Mammalian nerves to fast and slow muscles have the remarkable property of changing the speed of contraction of muscles following cross-reinnervation. The biochemical basis of speed transformation is the change in myosin in ATPase activity. This paper provides electrophoretic evidence for structural changes in myosin from cross-reinnervated muscles. A method is described for the separation of intact fast and slow muscle myosins by polyacrylamide gel electrophoresis. This method utilizes the fact that ATP and its analogs prevent the formation of myosin polymers in low ionic strength buffers. In this system, normal fast muscle myosin has a higher electrophoretic mobility than slow muscle myosin. Normal rat soleus myosin has a major slow and a minor fast component due to two populations of muscle fibers. The same muscle cross-reinnervated by a fast muscle nerve shows only the fast component, The normal, homogeneous fast extensor digitorum longus muscle has only the electrophoretically fast myosin, but following cross-reinnervation it shows both fast and slow components. These results suggest that mammalian motor nerves can induce or suppress the expression of genes that code for fast and slow skeletal muscle myosins.

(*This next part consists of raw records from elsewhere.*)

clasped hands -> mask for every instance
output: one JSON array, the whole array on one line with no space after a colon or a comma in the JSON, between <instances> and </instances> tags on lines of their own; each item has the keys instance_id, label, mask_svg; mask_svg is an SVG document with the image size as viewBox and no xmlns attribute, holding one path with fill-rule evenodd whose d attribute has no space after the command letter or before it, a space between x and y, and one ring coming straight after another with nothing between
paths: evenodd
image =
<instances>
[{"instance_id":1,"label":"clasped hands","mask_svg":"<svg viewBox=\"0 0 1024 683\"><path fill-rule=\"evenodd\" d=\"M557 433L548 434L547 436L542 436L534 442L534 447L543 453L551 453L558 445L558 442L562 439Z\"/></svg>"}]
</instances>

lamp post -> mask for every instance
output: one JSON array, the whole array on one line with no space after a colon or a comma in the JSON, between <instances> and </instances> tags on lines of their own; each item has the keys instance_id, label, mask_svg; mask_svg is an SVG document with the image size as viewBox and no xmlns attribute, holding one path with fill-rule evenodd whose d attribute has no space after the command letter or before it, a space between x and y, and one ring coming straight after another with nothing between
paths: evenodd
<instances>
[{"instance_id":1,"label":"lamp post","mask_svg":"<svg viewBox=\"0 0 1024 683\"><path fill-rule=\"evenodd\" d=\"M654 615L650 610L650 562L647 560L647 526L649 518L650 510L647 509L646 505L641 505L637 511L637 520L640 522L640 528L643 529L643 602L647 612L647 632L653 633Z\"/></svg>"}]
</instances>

Neural regulation of muscle activation

The effects of temperature and repetitive stimulation on isometric twitch contractions of normal, self-innervated and cross-innervated fast extensor digitorum longus and slow soleus muscles of the rat were studied in situ. Normal and self-innervated extensor digitorum longus showed a 2-fold increase in twitch tension following either a train of 200 stimuli at 35 C (post-tetanic potentiation) or lowering of temperature from 35 C to 20 C (cooling potentiation), while under these conditions the twitch tensions of normal and self-innervated slow soleus fell by about 15%. Post-tetanic and cooling potentiation were virtually abolished in cross-innervated extensor digitorum longus but appeared in cross-innervated soleus. The degree of potentiation in these and control muscles was inversely proportional to contraction time. These experiments suggest that mammalian motor nerves exert a controlling influence on the degree of activation of skeletal muscle during a twitch. An hypothesis of the molecular mechanism of post-titanic and cooling potentiation is proposed. According to this hypothesis, neural regulation of muscle activation results from the transformation of myosin after nerve cross-union.